!! BETTER SOLUTION IN COMMENTS BELLOW !!
Foreword
Recent improvements in the Raspberry Pi EEPROM has made it possible to boot them completely online, this method currently requires access to the Pi and human interaction. What I’m describing here is a way to image Pis with zero access or interaction required. It uses the network booting mechanism which has been available in the EEPROM for a while. You’ll be right at home if you know PXE. It is meant for tighter controlled local networks, not distributing images online.
In the interest of clarity, I’ll focus on the bare minimum necessary to the imaging process. Where I use this professionally, it is wrapped with more logic to have fleets of Pis detect when new images are published, and report to Slack when they go for reimaging.
What you Need
Simply 2 Pis on the same network.
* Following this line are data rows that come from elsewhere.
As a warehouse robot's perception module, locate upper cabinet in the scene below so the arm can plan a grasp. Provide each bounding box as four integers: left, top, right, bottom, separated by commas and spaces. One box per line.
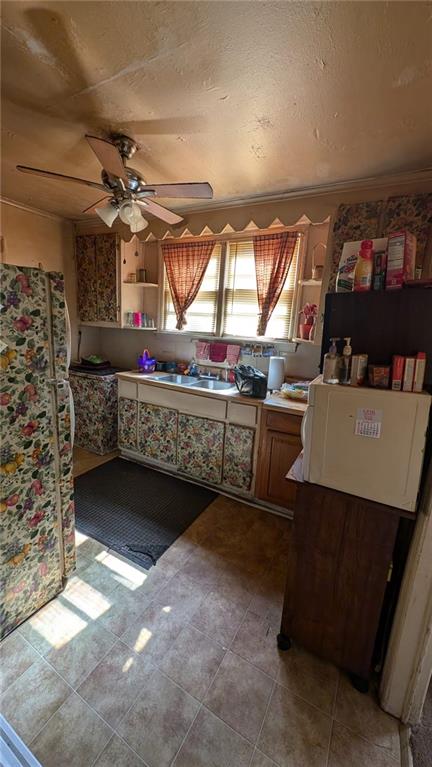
75, 232, 158, 330
76, 233, 120, 325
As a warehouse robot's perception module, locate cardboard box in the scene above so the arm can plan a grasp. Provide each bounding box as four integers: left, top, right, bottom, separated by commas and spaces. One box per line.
402, 357, 415, 391
413, 352, 426, 391
391, 354, 405, 391
386, 231, 417, 290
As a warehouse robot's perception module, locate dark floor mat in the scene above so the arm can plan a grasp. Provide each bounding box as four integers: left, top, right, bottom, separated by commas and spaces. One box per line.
75, 458, 216, 569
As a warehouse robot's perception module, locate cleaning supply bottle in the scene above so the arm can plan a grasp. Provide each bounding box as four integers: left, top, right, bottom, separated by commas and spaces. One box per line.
323, 338, 340, 384
339, 338, 352, 384
354, 240, 374, 291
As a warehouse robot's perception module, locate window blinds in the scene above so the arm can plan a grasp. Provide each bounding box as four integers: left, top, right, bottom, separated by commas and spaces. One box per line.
223, 237, 300, 339
164, 242, 222, 333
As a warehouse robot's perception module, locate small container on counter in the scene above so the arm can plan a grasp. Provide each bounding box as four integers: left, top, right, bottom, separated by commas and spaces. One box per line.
138, 349, 156, 373
368, 365, 390, 389
350, 354, 368, 386
391, 354, 405, 391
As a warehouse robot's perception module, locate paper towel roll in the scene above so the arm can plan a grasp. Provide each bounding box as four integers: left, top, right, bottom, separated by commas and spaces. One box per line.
267, 357, 285, 391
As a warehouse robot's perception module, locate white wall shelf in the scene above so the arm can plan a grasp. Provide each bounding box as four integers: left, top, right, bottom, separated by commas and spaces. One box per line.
292, 338, 318, 346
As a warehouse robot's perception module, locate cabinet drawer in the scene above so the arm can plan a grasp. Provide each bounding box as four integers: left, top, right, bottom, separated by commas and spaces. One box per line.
227, 402, 257, 426
118, 380, 137, 399
265, 410, 302, 434
138, 384, 226, 420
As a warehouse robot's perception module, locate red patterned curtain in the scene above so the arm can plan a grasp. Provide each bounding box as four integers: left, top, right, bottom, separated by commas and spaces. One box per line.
162, 240, 216, 330
253, 232, 299, 336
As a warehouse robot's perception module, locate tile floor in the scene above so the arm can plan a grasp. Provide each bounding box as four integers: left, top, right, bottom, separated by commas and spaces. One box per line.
1, 496, 400, 767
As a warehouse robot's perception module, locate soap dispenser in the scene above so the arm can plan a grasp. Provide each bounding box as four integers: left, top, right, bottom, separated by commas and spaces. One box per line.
339, 338, 352, 384
323, 338, 340, 384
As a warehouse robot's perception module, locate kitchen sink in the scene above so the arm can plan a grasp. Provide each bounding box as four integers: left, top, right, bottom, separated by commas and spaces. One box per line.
192, 379, 233, 391
154, 373, 195, 386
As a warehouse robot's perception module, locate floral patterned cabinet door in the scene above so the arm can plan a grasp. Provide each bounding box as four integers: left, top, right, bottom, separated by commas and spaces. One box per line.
222, 424, 255, 490
177, 413, 225, 485
118, 397, 138, 450
69, 371, 117, 455
138, 402, 178, 465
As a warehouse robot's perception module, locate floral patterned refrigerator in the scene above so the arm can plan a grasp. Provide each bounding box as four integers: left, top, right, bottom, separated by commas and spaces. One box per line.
0, 264, 75, 637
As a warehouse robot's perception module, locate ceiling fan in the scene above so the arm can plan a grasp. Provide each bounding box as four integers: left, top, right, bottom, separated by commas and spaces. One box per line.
17, 133, 213, 233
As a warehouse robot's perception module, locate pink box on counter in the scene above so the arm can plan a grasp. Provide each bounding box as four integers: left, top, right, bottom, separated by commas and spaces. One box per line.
386, 231, 417, 290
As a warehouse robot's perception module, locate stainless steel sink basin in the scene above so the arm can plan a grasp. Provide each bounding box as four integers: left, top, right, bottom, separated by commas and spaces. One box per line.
157, 373, 194, 386
192, 380, 233, 391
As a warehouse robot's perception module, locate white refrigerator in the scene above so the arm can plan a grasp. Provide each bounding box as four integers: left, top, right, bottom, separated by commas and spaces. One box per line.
302, 376, 432, 512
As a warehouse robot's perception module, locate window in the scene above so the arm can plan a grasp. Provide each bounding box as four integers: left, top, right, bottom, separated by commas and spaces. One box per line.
163, 231, 301, 339
223, 237, 300, 338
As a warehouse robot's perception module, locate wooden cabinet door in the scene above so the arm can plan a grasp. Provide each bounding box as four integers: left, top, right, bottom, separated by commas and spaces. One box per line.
75, 234, 98, 322
177, 413, 225, 485
95, 234, 119, 322
257, 429, 302, 509
222, 424, 255, 490
118, 397, 138, 450
138, 402, 178, 466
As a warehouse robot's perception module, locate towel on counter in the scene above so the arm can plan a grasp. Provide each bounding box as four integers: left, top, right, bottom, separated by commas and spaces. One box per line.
227, 344, 240, 365
209, 343, 228, 362
195, 341, 210, 360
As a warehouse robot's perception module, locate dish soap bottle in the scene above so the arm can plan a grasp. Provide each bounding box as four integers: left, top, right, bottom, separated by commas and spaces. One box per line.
323, 338, 340, 383
354, 240, 374, 291
339, 338, 352, 384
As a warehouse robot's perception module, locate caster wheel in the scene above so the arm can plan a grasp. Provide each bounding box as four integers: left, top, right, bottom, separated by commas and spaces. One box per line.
349, 674, 369, 693
277, 634, 291, 651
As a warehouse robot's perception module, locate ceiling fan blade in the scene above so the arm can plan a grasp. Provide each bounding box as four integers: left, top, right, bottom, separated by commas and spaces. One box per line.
137, 181, 213, 200
82, 195, 111, 213
86, 135, 128, 184
137, 197, 183, 224
16, 165, 106, 191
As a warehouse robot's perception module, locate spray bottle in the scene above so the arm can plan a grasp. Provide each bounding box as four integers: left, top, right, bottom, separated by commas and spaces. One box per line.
323, 338, 340, 384
339, 338, 352, 384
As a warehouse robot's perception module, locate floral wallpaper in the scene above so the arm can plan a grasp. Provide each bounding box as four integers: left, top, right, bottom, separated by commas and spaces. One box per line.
49, 272, 76, 576
0, 265, 75, 636
222, 424, 255, 490
118, 397, 138, 450
138, 402, 178, 465
76, 233, 119, 322
328, 193, 432, 292
69, 371, 118, 455
75, 234, 98, 322
95, 234, 119, 322
177, 413, 225, 485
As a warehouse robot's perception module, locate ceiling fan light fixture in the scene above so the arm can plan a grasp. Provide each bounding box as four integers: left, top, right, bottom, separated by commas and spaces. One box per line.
95, 203, 118, 227
119, 201, 148, 234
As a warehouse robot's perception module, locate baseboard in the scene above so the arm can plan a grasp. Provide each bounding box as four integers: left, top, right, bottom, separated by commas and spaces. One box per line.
399, 724, 413, 767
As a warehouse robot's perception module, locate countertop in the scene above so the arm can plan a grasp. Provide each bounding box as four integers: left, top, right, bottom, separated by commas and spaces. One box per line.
117, 370, 307, 416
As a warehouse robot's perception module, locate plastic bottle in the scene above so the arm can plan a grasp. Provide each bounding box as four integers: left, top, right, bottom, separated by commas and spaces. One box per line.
354, 240, 374, 291
339, 337, 352, 384
323, 338, 340, 384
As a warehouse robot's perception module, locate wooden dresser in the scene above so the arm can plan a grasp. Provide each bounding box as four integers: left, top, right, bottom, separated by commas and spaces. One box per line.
278, 462, 413, 689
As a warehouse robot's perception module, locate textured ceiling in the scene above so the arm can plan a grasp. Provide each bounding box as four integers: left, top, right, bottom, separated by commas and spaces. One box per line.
2, 0, 432, 217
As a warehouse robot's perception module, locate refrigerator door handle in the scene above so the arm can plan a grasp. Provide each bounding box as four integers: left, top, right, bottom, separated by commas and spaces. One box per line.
301, 405, 313, 481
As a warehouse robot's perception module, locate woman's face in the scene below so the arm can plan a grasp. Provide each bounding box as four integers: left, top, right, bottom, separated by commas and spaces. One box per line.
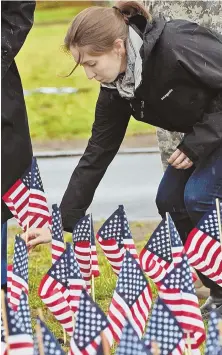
70, 39, 126, 83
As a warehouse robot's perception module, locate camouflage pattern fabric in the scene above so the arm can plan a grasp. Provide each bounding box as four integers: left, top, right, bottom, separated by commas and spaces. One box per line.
144, 0, 222, 170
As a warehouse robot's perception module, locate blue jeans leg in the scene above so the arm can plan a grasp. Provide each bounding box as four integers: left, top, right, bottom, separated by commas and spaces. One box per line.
156, 147, 222, 292
1, 222, 7, 286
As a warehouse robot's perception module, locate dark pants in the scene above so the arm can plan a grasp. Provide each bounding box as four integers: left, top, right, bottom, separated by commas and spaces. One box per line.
1, 223, 7, 286
156, 147, 222, 293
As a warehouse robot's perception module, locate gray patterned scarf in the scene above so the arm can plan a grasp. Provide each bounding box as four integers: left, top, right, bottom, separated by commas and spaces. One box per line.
102, 26, 143, 99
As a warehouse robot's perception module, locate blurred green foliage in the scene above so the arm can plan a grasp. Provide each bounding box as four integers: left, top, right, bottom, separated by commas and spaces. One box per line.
16, 7, 155, 140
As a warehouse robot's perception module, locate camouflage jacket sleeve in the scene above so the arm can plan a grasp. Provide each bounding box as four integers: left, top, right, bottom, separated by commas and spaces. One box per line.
144, 0, 222, 169
1, 1, 35, 78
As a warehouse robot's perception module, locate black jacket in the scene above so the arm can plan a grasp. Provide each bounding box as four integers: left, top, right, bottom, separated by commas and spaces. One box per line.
61, 19, 222, 232
1, 1, 35, 223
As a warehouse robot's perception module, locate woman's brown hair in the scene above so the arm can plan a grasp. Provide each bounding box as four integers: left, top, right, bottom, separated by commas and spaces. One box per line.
64, 1, 151, 74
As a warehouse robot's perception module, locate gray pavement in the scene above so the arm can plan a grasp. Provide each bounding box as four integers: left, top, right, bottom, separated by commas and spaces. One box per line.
38, 154, 162, 220
10, 152, 163, 224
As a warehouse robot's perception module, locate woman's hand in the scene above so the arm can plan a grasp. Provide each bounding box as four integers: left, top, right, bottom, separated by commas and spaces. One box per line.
21, 228, 52, 250
168, 149, 193, 169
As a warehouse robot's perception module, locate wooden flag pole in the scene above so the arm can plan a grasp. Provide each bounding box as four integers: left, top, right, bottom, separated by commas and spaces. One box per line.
1, 290, 10, 355
90, 213, 96, 302
100, 331, 110, 355
91, 275, 96, 302
35, 323, 45, 355
216, 198, 222, 249
218, 319, 222, 346
187, 332, 192, 355
151, 341, 160, 355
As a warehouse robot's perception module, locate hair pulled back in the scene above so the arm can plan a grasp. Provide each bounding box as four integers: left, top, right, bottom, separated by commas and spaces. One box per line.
64, 1, 151, 55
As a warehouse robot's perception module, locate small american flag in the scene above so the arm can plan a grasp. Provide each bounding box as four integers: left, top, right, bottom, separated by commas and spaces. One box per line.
33, 318, 65, 355
166, 213, 185, 266
144, 297, 185, 355
205, 310, 222, 355
185, 201, 222, 286
69, 290, 109, 355
1, 294, 33, 355
52, 204, 65, 263
116, 321, 151, 355
66, 243, 85, 312
9, 235, 28, 311
108, 251, 152, 342
38, 251, 73, 336
159, 254, 205, 354
140, 219, 173, 285
73, 215, 99, 291
96, 205, 139, 275
7, 264, 13, 303
16, 292, 33, 336
2, 166, 31, 231
27, 158, 51, 228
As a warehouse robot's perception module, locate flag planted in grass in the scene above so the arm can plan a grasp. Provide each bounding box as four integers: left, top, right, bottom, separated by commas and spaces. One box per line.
108, 251, 152, 342
144, 297, 185, 355
28, 158, 51, 228
159, 254, 205, 352
52, 204, 65, 263
2, 165, 31, 231
33, 318, 65, 355
140, 214, 185, 286
8, 235, 28, 311
205, 310, 222, 355
1, 299, 33, 355
96, 205, 139, 275
69, 290, 109, 355
185, 201, 222, 287
66, 243, 85, 313
72, 215, 99, 291
2, 158, 51, 231
116, 321, 151, 355
38, 251, 73, 336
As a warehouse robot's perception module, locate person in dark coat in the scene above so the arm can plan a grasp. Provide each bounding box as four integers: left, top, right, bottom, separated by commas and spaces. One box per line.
1, 1, 35, 285
25, 1, 222, 313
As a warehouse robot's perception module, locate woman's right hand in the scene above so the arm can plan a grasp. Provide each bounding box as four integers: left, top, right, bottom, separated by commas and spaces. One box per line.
21, 228, 52, 250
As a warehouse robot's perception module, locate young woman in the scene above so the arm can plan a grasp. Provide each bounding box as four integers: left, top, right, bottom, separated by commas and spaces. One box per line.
26, 1, 222, 312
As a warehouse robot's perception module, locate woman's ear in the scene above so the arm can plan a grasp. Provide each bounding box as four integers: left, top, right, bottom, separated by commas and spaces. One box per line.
113, 38, 125, 57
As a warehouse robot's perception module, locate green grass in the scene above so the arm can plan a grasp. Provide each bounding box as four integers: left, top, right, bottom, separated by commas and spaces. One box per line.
16, 8, 155, 141
8, 227, 207, 355
8, 229, 157, 353
35, 6, 84, 25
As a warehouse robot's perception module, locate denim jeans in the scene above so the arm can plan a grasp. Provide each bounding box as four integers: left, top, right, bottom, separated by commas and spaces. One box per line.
156, 146, 222, 293
1, 223, 7, 286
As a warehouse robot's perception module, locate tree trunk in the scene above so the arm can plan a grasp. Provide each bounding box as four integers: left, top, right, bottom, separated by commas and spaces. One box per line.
144, 0, 222, 169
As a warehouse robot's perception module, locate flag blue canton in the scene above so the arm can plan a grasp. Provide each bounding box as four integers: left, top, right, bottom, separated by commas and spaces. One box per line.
66, 243, 82, 279
1, 299, 27, 340
13, 235, 28, 282
17, 292, 33, 335
168, 214, 183, 248
73, 290, 109, 350
144, 297, 183, 355
205, 310, 222, 355
98, 207, 123, 248
197, 201, 222, 242
163, 254, 196, 294
21, 165, 32, 190
47, 251, 68, 288
72, 214, 91, 243
52, 204, 63, 242
116, 251, 147, 307
116, 321, 151, 355
34, 318, 65, 355
145, 219, 173, 263
30, 158, 44, 192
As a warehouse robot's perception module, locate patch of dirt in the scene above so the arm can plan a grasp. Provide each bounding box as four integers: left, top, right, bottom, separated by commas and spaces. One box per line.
32, 134, 158, 151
One is the Netboot Server providing images to other Pis on the network, the other is the Pi to image which will ask the Netboot Server for an image and write it to its own SD card. The Netboot Server does not have to be another Pi, it requires not special Pi sauce, but I like to throw Pis at all my hosting needs. The Pi to image on the other hand does need to be a Pi as well, we are imaging Pis here.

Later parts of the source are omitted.